The De-volution of Socialising
Times change. Remember when socialising was meeting up with people you had known for a long time and passing the afternoon or evening pleasantly chatting about shared interests or memories, or maybe going on a day trip together? Do you remember when you were a kid how you played with actual toys, hung out in the playground or rode your bike with the other kids until your mom called you in for dinner?
And now? Communication between 'best' friends has been reduced to one-line Facebook updates on a wall that all their other friends can see...while kids text each other to meet up to play computer games online...
So what happened to us? How did we become so disconnected from each other? Surprisngly, the answer might have its roots from as far back as the 1960's.
In 1966 Andy Warhol made a film called Chelsea Girls filming various acquaintances with no script or direction given. Radio Times Guide to Film 2007 called him the 'one to blame for Reality TV.'
Reality TV was broadcast as long ago 1973 in the US and 1974 in the UK where real-life families going through personal tribulations were filmed for documentaries and broadcast on television over several weeks. Soon after that game shows became extremely popular, shows like The Dating Game and The Gong Show took ordinary people from society and put them on television where they sacrificed their dignity to win prizes and small time celebrity within their community. In the 80s chat shows like Donahue and Oprah opened the doors for many more talk shows where anonymous citizens could talk on television about their personal trials and tribulations, with Jerry Springer topping the heap with his famous chair throwing guests.
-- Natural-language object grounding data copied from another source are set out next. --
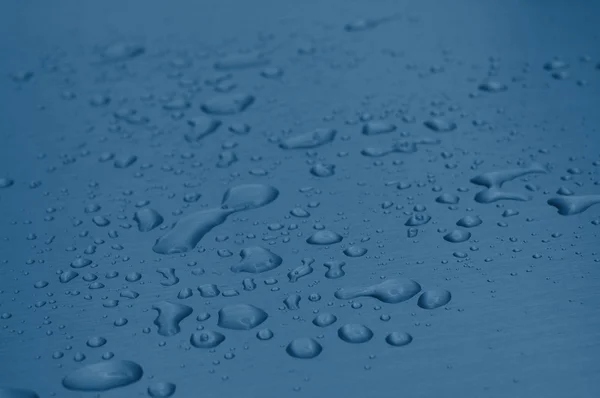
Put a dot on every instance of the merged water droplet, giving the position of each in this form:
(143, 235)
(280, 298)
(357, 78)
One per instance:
(398, 339)
(103, 376)
(494, 180)
(189, 230)
(310, 139)
(440, 125)
(389, 291)
(324, 237)
(256, 260)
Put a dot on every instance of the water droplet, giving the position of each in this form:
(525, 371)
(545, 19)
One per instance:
(457, 236)
(324, 320)
(206, 339)
(355, 333)
(324, 237)
(389, 291)
(103, 376)
(304, 348)
(310, 139)
(398, 339)
(161, 389)
(227, 104)
(432, 299)
(241, 317)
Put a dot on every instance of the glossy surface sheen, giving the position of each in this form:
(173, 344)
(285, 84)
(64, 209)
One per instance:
(334, 198)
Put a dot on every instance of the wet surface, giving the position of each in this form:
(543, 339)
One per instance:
(311, 199)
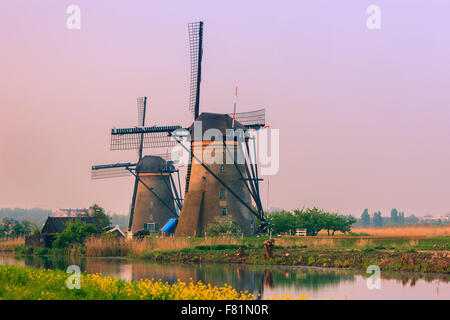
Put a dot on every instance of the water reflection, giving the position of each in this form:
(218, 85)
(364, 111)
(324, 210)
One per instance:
(267, 281)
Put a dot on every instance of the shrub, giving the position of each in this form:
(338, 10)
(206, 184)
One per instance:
(223, 227)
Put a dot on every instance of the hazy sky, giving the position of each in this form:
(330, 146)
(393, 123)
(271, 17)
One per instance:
(363, 114)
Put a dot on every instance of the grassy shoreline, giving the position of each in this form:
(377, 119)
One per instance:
(427, 255)
(24, 283)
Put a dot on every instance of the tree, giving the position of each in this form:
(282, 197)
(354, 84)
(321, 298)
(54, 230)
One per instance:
(74, 233)
(411, 219)
(394, 216)
(401, 218)
(102, 219)
(313, 220)
(282, 221)
(365, 218)
(377, 219)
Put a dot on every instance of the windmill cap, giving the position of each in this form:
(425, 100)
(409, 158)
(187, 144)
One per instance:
(150, 164)
(218, 121)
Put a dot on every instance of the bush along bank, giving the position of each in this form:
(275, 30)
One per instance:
(358, 259)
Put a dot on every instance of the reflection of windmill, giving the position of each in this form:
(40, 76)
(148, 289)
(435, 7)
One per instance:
(155, 191)
(212, 190)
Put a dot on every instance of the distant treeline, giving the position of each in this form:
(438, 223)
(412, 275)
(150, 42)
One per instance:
(39, 216)
(397, 218)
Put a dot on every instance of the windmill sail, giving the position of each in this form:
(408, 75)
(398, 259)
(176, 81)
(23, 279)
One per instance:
(149, 137)
(111, 170)
(196, 51)
(251, 119)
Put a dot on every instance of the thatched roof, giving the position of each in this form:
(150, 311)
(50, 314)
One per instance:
(150, 164)
(57, 225)
(218, 121)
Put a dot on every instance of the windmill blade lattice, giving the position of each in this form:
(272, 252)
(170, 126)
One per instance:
(251, 119)
(111, 171)
(153, 137)
(196, 50)
(141, 110)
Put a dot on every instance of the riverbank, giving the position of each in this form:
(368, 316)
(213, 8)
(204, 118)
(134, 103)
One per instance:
(18, 282)
(424, 262)
(425, 255)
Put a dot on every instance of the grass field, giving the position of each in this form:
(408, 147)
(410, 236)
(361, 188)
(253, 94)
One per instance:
(406, 231)
(32, 284)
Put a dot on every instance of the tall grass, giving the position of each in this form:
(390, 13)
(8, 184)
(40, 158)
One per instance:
(9, 245)
(100, 247)
(428, 231)
(31, 284)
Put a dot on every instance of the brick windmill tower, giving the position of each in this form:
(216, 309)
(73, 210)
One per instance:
(222, 175)
(155, 198)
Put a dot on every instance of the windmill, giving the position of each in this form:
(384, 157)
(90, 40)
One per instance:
(155, 196)
(212, 190)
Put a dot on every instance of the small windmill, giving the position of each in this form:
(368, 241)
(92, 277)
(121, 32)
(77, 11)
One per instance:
(155, 196)
(211, 191)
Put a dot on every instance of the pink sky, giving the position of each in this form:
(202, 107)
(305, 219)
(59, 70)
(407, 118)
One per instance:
(363, 115)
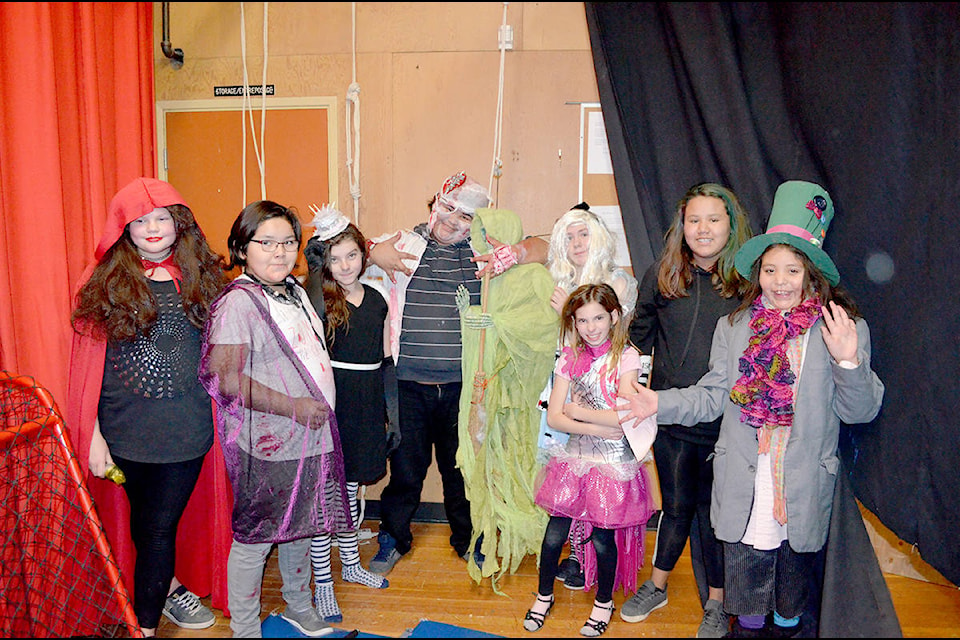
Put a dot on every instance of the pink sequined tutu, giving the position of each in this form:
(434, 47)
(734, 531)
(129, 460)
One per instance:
(606, 495)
Soon after, in 1992 MTV launched The Real World and Reality TV as we know it was finally delivered to the world. Eight years later Big Brother was aired for the first time, followed throughout the decade by every possible combination of make-an-ordinary-person-a-reality-TV-star. How did this transformation of television being something one merely passively viewed to something one actually had the opportunity to be in change the way we behave?
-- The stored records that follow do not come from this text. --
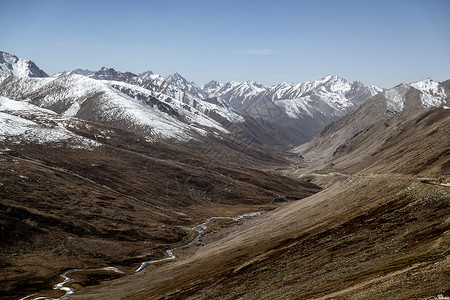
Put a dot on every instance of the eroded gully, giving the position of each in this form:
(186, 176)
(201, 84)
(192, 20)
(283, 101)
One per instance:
(200, 229)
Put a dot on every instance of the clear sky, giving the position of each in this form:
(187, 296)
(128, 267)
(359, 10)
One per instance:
(378, 42)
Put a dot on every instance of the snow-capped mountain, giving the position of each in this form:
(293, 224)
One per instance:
(172, 107)
(21, 121)
(84, 72)
(431, 93)
(12, 65)
(408, 99)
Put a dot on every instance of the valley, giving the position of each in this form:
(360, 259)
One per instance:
(321, 190)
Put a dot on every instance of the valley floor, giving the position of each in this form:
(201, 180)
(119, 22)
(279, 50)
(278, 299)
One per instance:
(374, 237)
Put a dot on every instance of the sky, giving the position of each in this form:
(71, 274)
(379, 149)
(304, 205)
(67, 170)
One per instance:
(377, 42)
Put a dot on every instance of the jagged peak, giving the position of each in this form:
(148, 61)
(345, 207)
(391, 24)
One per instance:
(10, 64)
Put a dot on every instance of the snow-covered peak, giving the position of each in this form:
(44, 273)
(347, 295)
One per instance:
(147, 75)
(178, 80)
(431, 95)
(84, 72)
(12, 65)
(24, 122)
(111, 74)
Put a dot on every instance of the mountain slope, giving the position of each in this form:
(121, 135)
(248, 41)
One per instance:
(373, 234)
(279, 116)
(298, 110)
(80, 194)
(337, 137)
(12, 65)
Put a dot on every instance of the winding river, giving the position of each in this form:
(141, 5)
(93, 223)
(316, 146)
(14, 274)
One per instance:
(200, 229)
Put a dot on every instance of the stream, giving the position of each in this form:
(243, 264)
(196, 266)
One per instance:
(200, 229)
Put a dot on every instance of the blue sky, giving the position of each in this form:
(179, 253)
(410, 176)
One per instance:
(378, 42)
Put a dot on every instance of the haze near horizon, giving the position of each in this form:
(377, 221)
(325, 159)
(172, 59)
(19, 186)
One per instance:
(381, 43)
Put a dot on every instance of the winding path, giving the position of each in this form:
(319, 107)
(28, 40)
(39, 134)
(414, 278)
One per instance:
(200, 229)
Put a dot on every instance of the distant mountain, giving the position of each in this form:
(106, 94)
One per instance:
(338, 138)
(12, 65)
(281, 116)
Well, let's look at what television shows were the most successful. The biggest earners were those with the most outrageous competitors who were not afraid to take bad behaviour to the limit. It became a very small step from seeing bad behaviour and condemning it to thinking if one wanted to be famous they had to be outrageous and offensive.
Enter the Internet. Things picked up exponentially from 2000 onwards. Over the last decade the explosion of sites for social connections have increased to mind boggling levels. At its earliest stages, it was usually for dating, although Classmates has been around since the late 90s. Facebook arrived a mere few years ago effectively killing My Space where 'friends' were complete strangers and you thanked them for the 'add'. Facebook's 'Connect with friends and old school mates' line took the sleaze out of My Space; Facebook was clean and for everyone...unlike My Space that seemed to be filled with wannabe rock stars and young girls obsessed with posting photos of themselves in their underpants.
So we all signed up on Facebook, posted our photos and made tentative little status updates while searching our minds for all the names we had forgotten and adding them like crazy. A few years later, Facebook has turned into something else entirely. Plagued with federal court cases against it for continually breaking privacy laws, many people are closing their accounts (and interestingly Facebook makes it difficult to do, as there is no clear way to delete your profile, you need to go to Google to find that out). But...Facebook gives everyone the opportunity to be 'famous', by posting photos of themselves and having 24 hour access to telling others the absolute minuatae about what they are doing if they feel so inclined. And everyone likes to be a little famous, even if it's only in their head.
But are we famous? Is anyone really even listening anymore? Who is looking at your profile with sincere interest and not just general nosiness?
Perhaps one day we will see that no one online really cares about anyone because each of us are too busy tending to our own little virtual world...perhaps we will look at the way we socialise with new eyes, and realise that our most committed relationship has become the one with our laptop or smartphone.
Raising our heads we look around the world we have been missing. We turn off our machines, go to the door, put on our coat, grab our keys and go out...to talk.